There are assertions that Ireland has a very costly health service; that we spend a lot but get little to show for it. This post will look at claims that we are high spenders when it comes to health. The fact is that we are not extremely high spenders but that shouldn’t be interpreted as meaning that our problems are automatically due to lack of resources.
The CSO has adopted a new methodology for categorising health expenditure: the System of Health Accounts. Since it was published in December of last year, a number of commentators have used the data to claim that we are one of the highest spenders in the OECD. In yesterday’s Sunday Business Post it was claimed:
‘We are spending considerably more than the vast majority of OECD countries and the wealthy European countries.’
Depending on the number used this is either true or not so true. That’s the problem with such statistics – it can tell you a whole number of different things at the same time.
We spend considerably more if we take the total level of spend – both public and private expenditure. The latter includes out-of-pocket expenses (GP visits, prescription medicine) and health insurance payments.
The above measures spending on a per capita basis using PPPs (to better compare for living standards and currency movements). It does appear, using total public and private expenditure, that we spend a lot – the fourth highest in the EU-15, well above the average; nearly 20 percent higher.
However, when we isolate public spending, the situation looks a bit different.
Ireland falls to mid-table, still above the EU-15 average. However, we are now 8.7 percent above average. Of course, if you squeeze public spending – especially in the context of an increasing population and a rising elderly demographic – you will get a rise in private spending. This is all the more the case with the rising costs of health insurance.
But that’s in 2013. What’s been happening since?
- Irish health spending has fallen by 3.3 percent up to the 2016 estimates.
- In the five EU-15 countries reporting for 2014, health spending per capita increased by 2.4 percent.
This is just an exercise: let’s assume that health spending throughout the EU-15 increased by 2.4 percent annually up to 2016. With Irish health spending falling, we’d find Ireland below the EU-15 average. We don’t know if this is the case but the early evidence is that health spending in the EU-15 and Ireland are going in opposite directions.
When we turn to the Eurostat breakdown of health expenditure we can get further insights into Irish spending compared to the rest of the EU-15. This is a different method than the System of Health Accounts but it will be sufficient for comparative purposes.
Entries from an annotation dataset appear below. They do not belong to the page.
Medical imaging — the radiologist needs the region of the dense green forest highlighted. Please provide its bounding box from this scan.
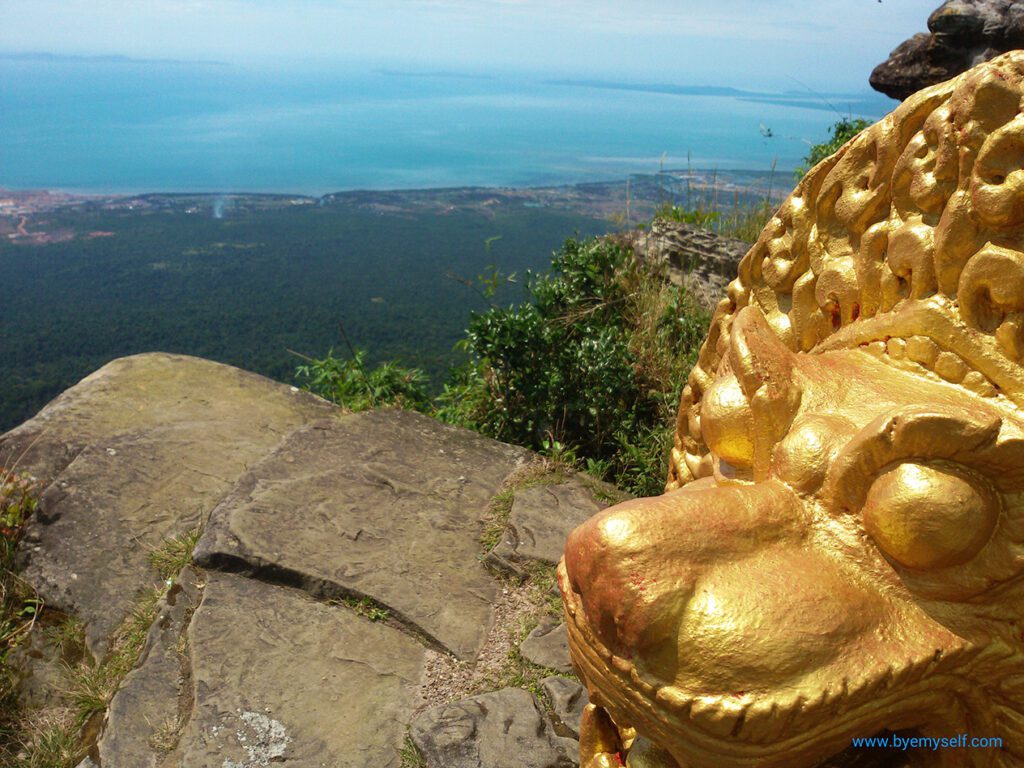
[0,200,610,430]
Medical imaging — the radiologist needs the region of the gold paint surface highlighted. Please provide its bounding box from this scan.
[559,51,1024,768]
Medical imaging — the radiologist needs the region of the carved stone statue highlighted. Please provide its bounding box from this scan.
[559,51,1024,768]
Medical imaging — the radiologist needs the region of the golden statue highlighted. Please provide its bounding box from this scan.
[559,51,1024,768]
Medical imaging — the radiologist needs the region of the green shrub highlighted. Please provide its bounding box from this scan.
[437,239,708,494]
[295,349,430,412]
[793,118,870,181]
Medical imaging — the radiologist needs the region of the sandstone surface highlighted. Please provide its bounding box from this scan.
[0,354,604,768]
[410,688,579,768]
[196,412,526,660]
[0,353,339,655]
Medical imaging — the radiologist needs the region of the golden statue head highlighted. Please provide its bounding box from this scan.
[559,51,1024,768]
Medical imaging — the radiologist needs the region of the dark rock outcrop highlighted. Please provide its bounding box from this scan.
[869,0,1024,99]
[630,219,751,309]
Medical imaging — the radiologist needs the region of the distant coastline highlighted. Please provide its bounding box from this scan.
[0,169,793,227]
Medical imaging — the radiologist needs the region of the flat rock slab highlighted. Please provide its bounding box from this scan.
[519,620,572,674]
[174,572,426,768]
[495,475,608,565]
[0,353,340,655]
[410,688,580,768]
[97,568,206,768]
[196,411,527,659]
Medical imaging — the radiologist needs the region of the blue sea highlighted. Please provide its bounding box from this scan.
[0,56,895,195]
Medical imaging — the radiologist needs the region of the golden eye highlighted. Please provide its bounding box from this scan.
[863,462,999,569]
[700,376,754,467]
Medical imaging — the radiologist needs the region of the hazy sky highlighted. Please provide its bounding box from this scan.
[0,0,941,90]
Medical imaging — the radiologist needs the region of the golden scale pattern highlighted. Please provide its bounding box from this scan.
[667,51,1024,490]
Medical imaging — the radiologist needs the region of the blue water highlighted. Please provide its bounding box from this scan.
[0,59,886,194]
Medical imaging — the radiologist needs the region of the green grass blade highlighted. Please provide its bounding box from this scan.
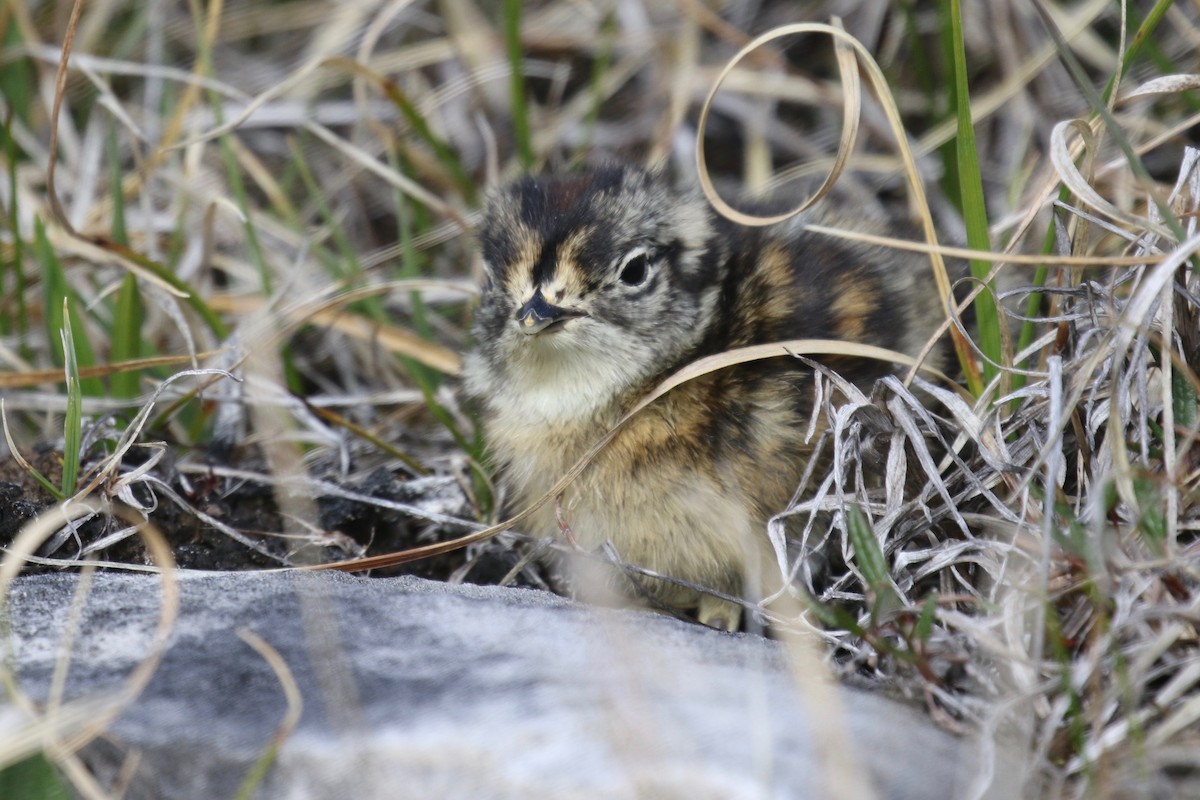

The Eurostat data shows that Irish expenditure (this time measured as a % of GDP – Irish GDP is adjusted for multi-national accounting), is above the EU-15 average. But there are two significant spending differences:
- Ireland spends a considerable amount through outpatient services – nearly 50 percent higher than the EU-15 average (in 2013, this would amount to approximately €2 billion more than the EU-15 average).
- On the other hand, spending on hospital services is well below EU-15 average – in 2013, this would have been approximately €2.6 billion less than the average spend of other EU-15 countries.
It is difficult to know what explains this. Is the high spending on outpatient services evidence of the impact of private incentives and the interpenetration of the public and private sectors driving up costs? There is little debate on this issue so far in the campaign.
It is likely that the Irish numbers above will fall as GDP grows and health expenditure increases are minimised. However, there is an important point to be made. All things considered, Irish health expenditure should be less than our European counter-parts given our lower elderly demographic. How much less is difficult to say and, again, research on comparative demographic drivers would be helpful in constructing an evidence-based approach.
However, it is also clear that if you starve a service of resources, especially when that service is managed in a sub-optimal manner, the deficits will multiply and more people will be driven into private markets which will raise total expenditure. While the CSO warns against reading too much into this historical trend (as the 2013 data constitutes a break in the series owing to the use of the new method) it gives a sense of what’s happening with expenditure. Public spending on health makes up approximately 70 percent of all health spending (the remainder being out-of-pocket expenses and health insurance. Between 2008 and 2013:
- Public health spending has fallen by 3.5 percent
- Private spending on health has increased by over 50 percent
None of the above should be taken as an argument for ‘throwing money’ at the health services. But it is an argument to both resource and reform. It is also an argument to identify the problem correctly and to take care with the data. Our health system is costly but not overly so. It looks like there is an inefficient allocation of resources (e.g. between public and private medicine). And suppressing resources without addressing reform will only exacerbate the problems.
Over the last five years we didn’t get reform – we got cuts. Now can we have a debate on the real issues in the system, the real reforms that are needed and the resources that can make a real difference?
Or is that possible in the middle of a general election?
There is little point in thinking about reform without sorting out the data and your piece underlines the need to do just that.
I accept that international evidence indicates that private medicine is less efficient than public but that should not place limits on the study of efficiency in public provision. I hasten to add that I'm not talking about the "administrator vs frontline" myth.